Critical Condition: The Split

The Split | TVNZ 1, 8.30 Friday

☆☆☆☆ “The story of two generations of lawyers working the high-end divorce circuit in their respective firms … The interplay of family and office politics, the shifting perspectives on marriage from people at different stages of loving and being left, the ramifications of abandonment and failure, the fragility of family, all of it refracted through a primarily female lens is a meal by itself.” — The Guardian.

☆☆☆☆ “’Do you enjoy watching people tear themselves apart?’ an uncomprehending civilian asks one of the many divorce lawyers during the opening episode of The Split. It was obviously intended to be some sort of put down, but the question might have been better directed to the audience who, me included, were watching this drama mostly on the basis that they would indeed be enjoying watching people tear themselves apart; nothing wrong with it, either.” — The Independent.

☆☆☆☆ “The question, though, is whether a knockout performance can sustain a series that, on this evidence at least, looks pretty humdrum. If divorce law is to be interesting, then we need to care about the people involved. And, frankly, I didn’t care one jot about the clients in the first episode … If the series moves away from the boardroom into more domestic waters, it could be very good indeed.” — The Telegraph.

☆☆The longer I watched, the more compelling I found it. What a relief to be presented with a drama in which women are allowed to enjoy their work, and even to be wildly good at it, without their private lives also being offered up as a total failure. [Abi] Morgan’s characters do not wander the lonely tundra after hours, bottle of white wine in hand; they have – just imagine it! – families, friends, and even lovers.” — New Statesman.

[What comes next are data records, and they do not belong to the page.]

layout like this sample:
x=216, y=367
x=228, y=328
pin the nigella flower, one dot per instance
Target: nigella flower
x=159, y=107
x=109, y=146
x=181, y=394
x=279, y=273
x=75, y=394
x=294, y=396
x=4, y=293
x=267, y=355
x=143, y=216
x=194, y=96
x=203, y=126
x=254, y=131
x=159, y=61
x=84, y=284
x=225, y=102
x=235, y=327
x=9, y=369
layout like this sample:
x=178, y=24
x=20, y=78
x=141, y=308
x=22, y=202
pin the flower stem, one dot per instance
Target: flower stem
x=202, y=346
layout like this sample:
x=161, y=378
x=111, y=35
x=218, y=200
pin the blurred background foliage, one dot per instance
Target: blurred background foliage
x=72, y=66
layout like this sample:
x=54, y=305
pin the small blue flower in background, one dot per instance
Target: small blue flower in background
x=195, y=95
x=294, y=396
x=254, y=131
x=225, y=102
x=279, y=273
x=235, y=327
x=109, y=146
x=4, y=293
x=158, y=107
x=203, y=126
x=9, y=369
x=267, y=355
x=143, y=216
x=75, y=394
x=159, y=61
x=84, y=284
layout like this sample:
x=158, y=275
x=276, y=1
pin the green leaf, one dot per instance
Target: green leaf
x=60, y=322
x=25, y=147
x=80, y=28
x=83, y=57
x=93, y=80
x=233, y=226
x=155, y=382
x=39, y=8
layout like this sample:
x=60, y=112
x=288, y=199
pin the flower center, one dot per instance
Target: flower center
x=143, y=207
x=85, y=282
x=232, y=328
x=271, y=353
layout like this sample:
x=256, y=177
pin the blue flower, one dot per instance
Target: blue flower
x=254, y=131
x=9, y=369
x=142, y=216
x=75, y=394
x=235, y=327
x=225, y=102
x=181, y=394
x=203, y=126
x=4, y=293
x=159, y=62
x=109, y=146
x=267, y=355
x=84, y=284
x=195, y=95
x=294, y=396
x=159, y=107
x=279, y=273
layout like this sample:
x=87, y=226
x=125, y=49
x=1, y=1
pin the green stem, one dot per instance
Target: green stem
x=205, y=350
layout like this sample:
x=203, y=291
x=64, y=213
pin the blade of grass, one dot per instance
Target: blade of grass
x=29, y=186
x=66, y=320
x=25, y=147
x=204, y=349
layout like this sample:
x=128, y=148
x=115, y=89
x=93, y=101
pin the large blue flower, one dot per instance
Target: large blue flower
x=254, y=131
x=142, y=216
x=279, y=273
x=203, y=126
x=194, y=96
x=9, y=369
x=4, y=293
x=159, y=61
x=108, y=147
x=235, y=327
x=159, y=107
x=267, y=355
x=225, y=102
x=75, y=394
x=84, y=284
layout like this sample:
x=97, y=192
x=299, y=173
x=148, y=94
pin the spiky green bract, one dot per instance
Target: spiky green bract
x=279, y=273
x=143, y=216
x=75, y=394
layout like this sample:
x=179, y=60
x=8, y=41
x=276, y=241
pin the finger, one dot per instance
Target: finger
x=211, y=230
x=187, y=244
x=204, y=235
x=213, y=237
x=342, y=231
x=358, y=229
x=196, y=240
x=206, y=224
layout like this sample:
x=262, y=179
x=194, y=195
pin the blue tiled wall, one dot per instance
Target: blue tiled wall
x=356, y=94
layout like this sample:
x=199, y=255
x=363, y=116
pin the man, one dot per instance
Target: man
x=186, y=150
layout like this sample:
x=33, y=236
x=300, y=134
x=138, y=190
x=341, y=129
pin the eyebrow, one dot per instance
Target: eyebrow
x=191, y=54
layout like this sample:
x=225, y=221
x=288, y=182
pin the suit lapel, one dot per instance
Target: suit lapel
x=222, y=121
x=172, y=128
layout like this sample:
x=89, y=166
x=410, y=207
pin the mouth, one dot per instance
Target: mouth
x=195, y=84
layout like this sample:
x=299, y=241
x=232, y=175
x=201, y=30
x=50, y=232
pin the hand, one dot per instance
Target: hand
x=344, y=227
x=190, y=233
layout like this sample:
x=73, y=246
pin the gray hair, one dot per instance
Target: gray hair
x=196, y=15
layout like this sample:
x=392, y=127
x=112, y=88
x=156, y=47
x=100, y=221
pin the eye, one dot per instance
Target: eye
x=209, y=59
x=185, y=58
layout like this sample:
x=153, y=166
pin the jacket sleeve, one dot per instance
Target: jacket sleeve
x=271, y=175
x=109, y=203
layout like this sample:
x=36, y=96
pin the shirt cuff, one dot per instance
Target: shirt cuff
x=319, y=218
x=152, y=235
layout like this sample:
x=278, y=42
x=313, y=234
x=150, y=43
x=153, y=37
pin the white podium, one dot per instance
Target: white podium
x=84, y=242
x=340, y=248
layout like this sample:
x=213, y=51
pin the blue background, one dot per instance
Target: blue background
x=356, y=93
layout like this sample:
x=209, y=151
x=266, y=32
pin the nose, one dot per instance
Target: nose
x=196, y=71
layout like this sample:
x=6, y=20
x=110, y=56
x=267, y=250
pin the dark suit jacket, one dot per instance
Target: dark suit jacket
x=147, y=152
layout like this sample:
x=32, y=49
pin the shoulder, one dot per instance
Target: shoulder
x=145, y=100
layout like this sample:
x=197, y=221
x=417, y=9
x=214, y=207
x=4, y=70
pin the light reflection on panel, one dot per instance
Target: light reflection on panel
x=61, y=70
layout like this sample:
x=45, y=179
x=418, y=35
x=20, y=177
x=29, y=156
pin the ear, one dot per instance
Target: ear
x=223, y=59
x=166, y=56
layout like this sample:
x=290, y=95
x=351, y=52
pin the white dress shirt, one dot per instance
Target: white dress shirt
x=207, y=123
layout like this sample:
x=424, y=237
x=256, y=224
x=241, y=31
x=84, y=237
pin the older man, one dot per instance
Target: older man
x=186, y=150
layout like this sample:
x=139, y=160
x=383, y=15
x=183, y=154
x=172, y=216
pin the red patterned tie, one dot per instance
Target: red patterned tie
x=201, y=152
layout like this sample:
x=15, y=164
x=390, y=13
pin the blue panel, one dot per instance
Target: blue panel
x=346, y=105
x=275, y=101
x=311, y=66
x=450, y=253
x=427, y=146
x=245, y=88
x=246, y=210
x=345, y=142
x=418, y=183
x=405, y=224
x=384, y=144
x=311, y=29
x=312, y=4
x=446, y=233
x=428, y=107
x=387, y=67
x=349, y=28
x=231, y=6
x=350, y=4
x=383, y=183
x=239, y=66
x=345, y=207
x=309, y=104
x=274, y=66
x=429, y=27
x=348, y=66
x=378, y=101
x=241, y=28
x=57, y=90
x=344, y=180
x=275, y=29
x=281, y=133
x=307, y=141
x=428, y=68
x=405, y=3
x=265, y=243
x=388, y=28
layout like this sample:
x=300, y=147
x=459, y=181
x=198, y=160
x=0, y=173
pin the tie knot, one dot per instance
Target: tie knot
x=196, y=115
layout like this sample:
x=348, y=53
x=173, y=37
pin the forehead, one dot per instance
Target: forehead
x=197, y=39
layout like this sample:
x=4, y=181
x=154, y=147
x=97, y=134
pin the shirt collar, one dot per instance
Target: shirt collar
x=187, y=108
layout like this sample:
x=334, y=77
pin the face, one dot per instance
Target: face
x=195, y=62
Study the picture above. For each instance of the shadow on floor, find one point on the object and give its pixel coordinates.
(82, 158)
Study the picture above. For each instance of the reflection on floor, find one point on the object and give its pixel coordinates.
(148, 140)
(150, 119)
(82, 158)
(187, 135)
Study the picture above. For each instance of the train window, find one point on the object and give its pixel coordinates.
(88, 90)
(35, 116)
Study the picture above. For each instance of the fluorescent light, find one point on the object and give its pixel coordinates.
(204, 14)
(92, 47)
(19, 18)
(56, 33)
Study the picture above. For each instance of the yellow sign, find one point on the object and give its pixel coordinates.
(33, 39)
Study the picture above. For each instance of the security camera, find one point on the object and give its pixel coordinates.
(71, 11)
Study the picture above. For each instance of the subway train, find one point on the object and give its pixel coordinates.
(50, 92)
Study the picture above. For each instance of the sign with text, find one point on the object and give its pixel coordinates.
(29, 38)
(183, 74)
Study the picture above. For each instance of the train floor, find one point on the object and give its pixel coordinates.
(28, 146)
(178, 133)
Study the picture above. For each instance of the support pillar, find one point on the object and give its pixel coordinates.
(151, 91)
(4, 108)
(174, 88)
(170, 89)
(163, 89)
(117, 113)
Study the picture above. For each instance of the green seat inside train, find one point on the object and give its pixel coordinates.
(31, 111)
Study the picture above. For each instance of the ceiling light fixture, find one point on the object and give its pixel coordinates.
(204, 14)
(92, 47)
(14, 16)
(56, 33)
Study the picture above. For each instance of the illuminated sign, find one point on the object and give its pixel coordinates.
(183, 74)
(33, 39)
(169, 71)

☆☆☆ The Split is gloss and glam (everyone lives in fabulously large houses and dresses impeccably – but then, they’re all presumably very well paid) and drew some flak when it screened in Britain for some nonsensical legal jargon, but at its heart are universal themes, about the personal choices we make, how events are shaped by the past and how the years affect our perspectives towards love and marriage.” — Sydney Morning Herald.